After university he focused on furniture design and manufacture.
“I used a lot of recycled hardwood. It was really contemporary, hard-edged design, one offs,” Gallagher said.
He spent 2006-07 working as a chef in London, but spent his days off at the Tate and other galleries, drawing in many influences.
Since returning to Australia he has focused on sculpture, installation and jewellery making, working in bronze, brass, copper and leather.
However, works currently on exhibition at Gallery 139, focus on Gallagher’s work life.
The works draw on a decade of working beside his father, Paul Gallagher, as a roof-slater and copper-smith.
The work is highly specialised and sees the fixture of slate tiles to the roofs of buildings which are usually historic.

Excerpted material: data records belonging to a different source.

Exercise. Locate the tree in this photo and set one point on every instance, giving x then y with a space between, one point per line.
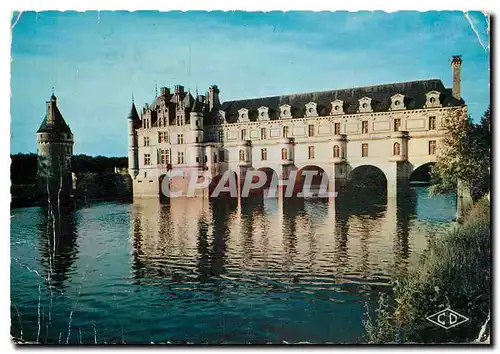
464 155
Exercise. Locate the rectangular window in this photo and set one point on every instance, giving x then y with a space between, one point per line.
397 124
180 158
337 128
364 127
263 133
263 154
311 152
311 130
147 159
165 156
432 147
162 137
432 123
285 131
364 150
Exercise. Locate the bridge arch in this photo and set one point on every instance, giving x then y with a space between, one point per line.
368 177
421 173
319 182
228 177
270 183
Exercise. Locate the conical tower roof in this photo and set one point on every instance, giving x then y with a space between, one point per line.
53 121
133 113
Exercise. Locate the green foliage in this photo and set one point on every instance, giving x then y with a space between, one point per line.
455 272
464 155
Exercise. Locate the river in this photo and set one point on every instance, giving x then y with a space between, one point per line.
213 272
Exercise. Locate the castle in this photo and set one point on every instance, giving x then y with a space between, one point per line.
395 127
55 149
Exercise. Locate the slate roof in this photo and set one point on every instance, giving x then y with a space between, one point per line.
59 125
414 91
133 113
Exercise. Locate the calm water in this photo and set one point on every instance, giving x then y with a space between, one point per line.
194 271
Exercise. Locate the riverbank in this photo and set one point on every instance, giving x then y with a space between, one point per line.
454 272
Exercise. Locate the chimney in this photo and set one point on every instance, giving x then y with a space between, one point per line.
456 64
213 97
51 109
179 89
164 91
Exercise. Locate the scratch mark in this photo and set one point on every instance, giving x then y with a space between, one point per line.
38 333
17 20
486 48
69 326
19 318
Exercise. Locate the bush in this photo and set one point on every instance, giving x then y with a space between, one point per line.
454 272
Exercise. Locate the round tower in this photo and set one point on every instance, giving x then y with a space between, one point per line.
133 152
55 149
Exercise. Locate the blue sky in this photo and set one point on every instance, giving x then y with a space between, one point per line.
96 61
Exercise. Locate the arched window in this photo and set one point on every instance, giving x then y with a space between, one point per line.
396 149
284 154
336 151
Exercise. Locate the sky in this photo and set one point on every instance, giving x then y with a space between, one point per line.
96 61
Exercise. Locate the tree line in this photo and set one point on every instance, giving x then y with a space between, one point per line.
23 167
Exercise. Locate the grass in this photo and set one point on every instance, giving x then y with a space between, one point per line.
454 272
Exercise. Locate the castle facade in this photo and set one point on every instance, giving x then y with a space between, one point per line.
394 127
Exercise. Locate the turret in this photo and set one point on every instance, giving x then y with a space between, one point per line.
55 149
196 119
456 64
213 98
133 152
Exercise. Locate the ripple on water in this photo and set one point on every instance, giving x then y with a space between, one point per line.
212 272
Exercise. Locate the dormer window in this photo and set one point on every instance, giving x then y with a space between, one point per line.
285 111
263 113
221 117
433 99
397 102
243 115
365 104
337 107
311 109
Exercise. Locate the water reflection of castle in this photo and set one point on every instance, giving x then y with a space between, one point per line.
58 247
194 240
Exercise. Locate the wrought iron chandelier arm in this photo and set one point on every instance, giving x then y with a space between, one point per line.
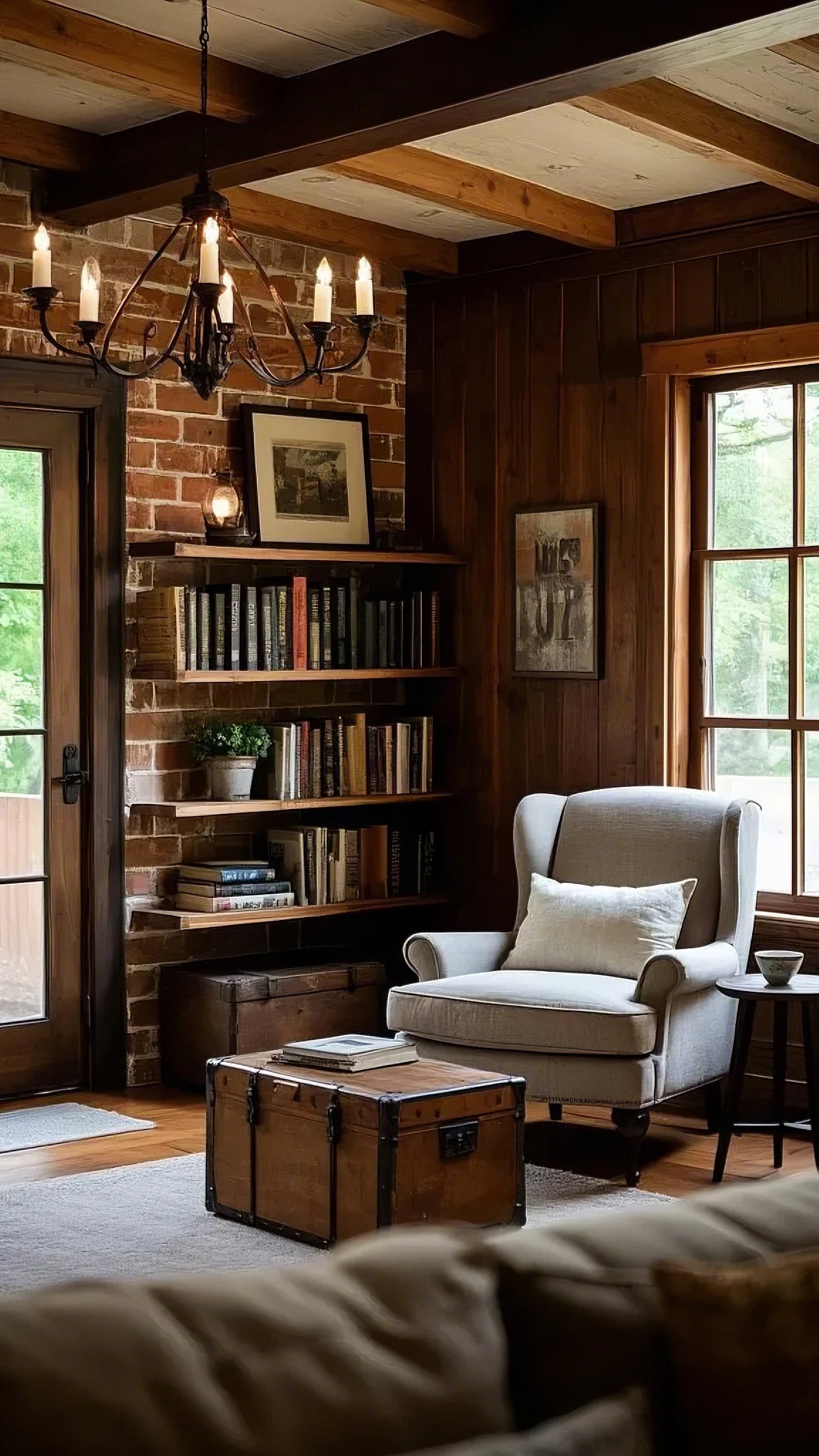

“The materials started to inform my work in art,” he said.
A series of four works on paper relate to the muscle action required in roof slating. There are also five small works with steel facades on hardwood mounts. The works explore the materials and subject of the job, as well as locations in which he worked with his father, who recently retired.
Gallagher’s works appear along side the works of Cherie Wren, Maddyson Hatton, Jill Orr, Bruce Roxburgh, Camille Kersley, Peter Lankas in an exhibition titled Drawn Out. It’s on until July 22, at 139 Beaumont Street.